1 Cor 4:9,13

9 For I think that God has exhibited us apostles as last of all, like men sentenced to death, because we have become a spectacle to the world, to angels, and to men.

13 when slandered, we entreat. We have become, and are still, like the scum of the world, the refuse of all things.

That last verse is what got me when I looked up those words. You know the ones 

Scum.

Refuse.

That’s us! 

Scum: 1 off scouring, refuse. 2 metaph. 2A the most abject and despicable men. 2B the price of expiation or redemption, because the Greeks used to apply the term “katharmata” to victims sacrificed to make expiation for the people, and even to criminals who were maintained at the public expense, that on the outbreak of a pestilence or other calamity they might be offered as sacrifices to make expiation for the state.

Strong, James. Enhanced Strong’s Lexicon, Woodside Bible Fellowship, 1995.

Did you catch that? Prisoners kept to be sacrificed for the salvation of the nation. That’s us! We are being kept around here, salt and light of the world, for moments when the world needs to be saved. Then we are offered to the ‘gods’ to keep them happy and to keep destruction away! That’s not far from the truth of the Kingdom of Heaven. 

The fields are ripe for the harvest and there aren’t enough workers. Jesus said that. There are all kinds of people ready to become Christians, but there are prisoners being saved to be sacrifices that won’t leave the comfort of their cells! There are katharmata clans hiding in fitness clubs training for battle but only instagramming with their muscles! 

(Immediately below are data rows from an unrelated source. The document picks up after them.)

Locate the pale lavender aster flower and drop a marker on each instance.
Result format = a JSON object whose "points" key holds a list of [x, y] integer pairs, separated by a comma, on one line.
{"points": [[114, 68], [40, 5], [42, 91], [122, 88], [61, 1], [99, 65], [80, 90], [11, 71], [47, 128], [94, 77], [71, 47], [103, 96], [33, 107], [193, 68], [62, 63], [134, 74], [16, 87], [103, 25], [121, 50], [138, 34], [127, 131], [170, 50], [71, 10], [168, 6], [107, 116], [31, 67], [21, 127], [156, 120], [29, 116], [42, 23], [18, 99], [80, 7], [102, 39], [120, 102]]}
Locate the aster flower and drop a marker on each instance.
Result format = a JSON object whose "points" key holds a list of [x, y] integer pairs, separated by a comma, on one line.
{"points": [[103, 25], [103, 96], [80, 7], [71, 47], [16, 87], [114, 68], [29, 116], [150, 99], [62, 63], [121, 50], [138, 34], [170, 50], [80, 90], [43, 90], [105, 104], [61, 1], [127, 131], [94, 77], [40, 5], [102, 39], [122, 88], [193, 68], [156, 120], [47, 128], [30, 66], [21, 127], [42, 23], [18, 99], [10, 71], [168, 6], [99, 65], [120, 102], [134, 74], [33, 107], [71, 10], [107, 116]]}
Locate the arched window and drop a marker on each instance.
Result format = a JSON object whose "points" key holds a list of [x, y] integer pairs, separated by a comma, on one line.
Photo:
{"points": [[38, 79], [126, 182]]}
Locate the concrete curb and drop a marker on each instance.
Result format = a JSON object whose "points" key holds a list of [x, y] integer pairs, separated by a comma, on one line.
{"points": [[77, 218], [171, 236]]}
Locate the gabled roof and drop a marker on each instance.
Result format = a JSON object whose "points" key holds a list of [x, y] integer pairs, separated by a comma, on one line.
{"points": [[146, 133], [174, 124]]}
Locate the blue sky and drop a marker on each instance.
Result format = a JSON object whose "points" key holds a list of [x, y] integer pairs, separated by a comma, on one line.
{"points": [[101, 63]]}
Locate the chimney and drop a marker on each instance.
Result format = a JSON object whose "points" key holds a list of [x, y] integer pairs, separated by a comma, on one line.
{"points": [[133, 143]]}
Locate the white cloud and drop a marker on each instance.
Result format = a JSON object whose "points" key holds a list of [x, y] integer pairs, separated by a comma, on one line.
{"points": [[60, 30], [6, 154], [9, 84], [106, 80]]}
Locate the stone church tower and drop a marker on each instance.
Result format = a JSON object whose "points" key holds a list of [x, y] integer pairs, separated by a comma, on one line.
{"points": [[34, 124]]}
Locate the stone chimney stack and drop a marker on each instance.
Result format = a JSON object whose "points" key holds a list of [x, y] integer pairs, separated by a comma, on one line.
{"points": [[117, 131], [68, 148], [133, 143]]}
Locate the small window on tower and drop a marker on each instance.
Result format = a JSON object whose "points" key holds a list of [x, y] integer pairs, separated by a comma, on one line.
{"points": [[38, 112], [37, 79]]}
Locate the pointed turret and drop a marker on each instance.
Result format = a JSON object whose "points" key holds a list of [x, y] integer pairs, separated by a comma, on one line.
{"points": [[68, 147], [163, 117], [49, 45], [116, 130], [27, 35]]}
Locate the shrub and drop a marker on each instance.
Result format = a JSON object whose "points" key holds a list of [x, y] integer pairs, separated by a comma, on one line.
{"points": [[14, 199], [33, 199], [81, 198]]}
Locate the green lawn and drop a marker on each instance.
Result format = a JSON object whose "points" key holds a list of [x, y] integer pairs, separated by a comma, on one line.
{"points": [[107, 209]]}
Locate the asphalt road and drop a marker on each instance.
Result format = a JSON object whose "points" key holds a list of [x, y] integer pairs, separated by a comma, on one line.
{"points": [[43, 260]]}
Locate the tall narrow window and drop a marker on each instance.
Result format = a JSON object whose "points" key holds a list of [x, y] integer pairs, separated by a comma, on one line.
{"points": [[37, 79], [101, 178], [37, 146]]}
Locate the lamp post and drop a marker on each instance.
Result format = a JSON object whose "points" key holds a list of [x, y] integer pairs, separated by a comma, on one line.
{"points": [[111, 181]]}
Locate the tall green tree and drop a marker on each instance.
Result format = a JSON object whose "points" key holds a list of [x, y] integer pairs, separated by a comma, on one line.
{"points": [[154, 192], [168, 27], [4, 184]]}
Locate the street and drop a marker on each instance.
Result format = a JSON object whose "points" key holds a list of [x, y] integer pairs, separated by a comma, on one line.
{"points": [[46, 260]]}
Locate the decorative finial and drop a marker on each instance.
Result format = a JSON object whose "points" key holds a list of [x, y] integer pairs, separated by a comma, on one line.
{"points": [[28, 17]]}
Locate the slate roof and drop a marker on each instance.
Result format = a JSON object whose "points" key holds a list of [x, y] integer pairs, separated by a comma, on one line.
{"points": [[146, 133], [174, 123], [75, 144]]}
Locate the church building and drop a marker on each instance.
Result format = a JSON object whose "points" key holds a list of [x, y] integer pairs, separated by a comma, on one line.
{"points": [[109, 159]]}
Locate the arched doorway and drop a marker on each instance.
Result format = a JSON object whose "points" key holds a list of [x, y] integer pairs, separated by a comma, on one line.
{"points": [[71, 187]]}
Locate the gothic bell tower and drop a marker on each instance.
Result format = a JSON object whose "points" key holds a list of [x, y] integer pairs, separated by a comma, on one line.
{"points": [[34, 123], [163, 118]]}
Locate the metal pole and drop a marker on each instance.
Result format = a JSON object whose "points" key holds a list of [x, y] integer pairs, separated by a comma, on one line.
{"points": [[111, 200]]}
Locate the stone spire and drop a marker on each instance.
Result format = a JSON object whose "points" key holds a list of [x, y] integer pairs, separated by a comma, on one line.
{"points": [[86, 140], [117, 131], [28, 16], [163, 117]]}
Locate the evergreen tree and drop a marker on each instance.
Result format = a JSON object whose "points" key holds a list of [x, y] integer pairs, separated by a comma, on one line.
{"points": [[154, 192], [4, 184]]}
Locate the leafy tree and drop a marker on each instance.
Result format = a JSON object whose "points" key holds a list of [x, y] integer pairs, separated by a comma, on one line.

Maybe we’ll get some insight from the next one: 

Refuse: 1 what is wiped off. 2 dirt rubbed off. 3 off scouring, scrapings. Additional Information: The Athenians, in order to avert public calamities, yearly threw a criminal into the sea as an offering to Poseidon; hence the term became used for an expiatory offering, a ransom, for our child, i.e. in comparison with the saving of our son’s life let it be to us a despicable and worthless thing. It is used of a man who in behalf of religion undergoes dire trials for the salvation of others.

Strong, James. Enhanced Strong’s Lexicon, Woodside Bible Fellowship, 1995.

Sorry team, but this one’s worse! Paul says we’re like the scrapings that come off of the thing you clean. We aren’t even the thing doing the cleaning or, as I so wish to be, the glorious thing being cleaned! 

We are servants of Christ, stewards of God’s mysteries, (v1) and the junk that you pour out after running vinegar through your coffee pot. Maybe we should not take ourselves so seriously! 

And that’s the point, right? The only way to wield all of the power of the God of the universe is to be as humble as Christ Himself was. It doesn’t mean we self-degrade and woe is me ourselves all over the place. It means that maybe we could be a little less self-righteous and serve some lowly folks. 

Paul asks it right in the middle of this section. It’s worth asking in terms of how we used to look and how we look compared to the world: 

For who sees anything different in you?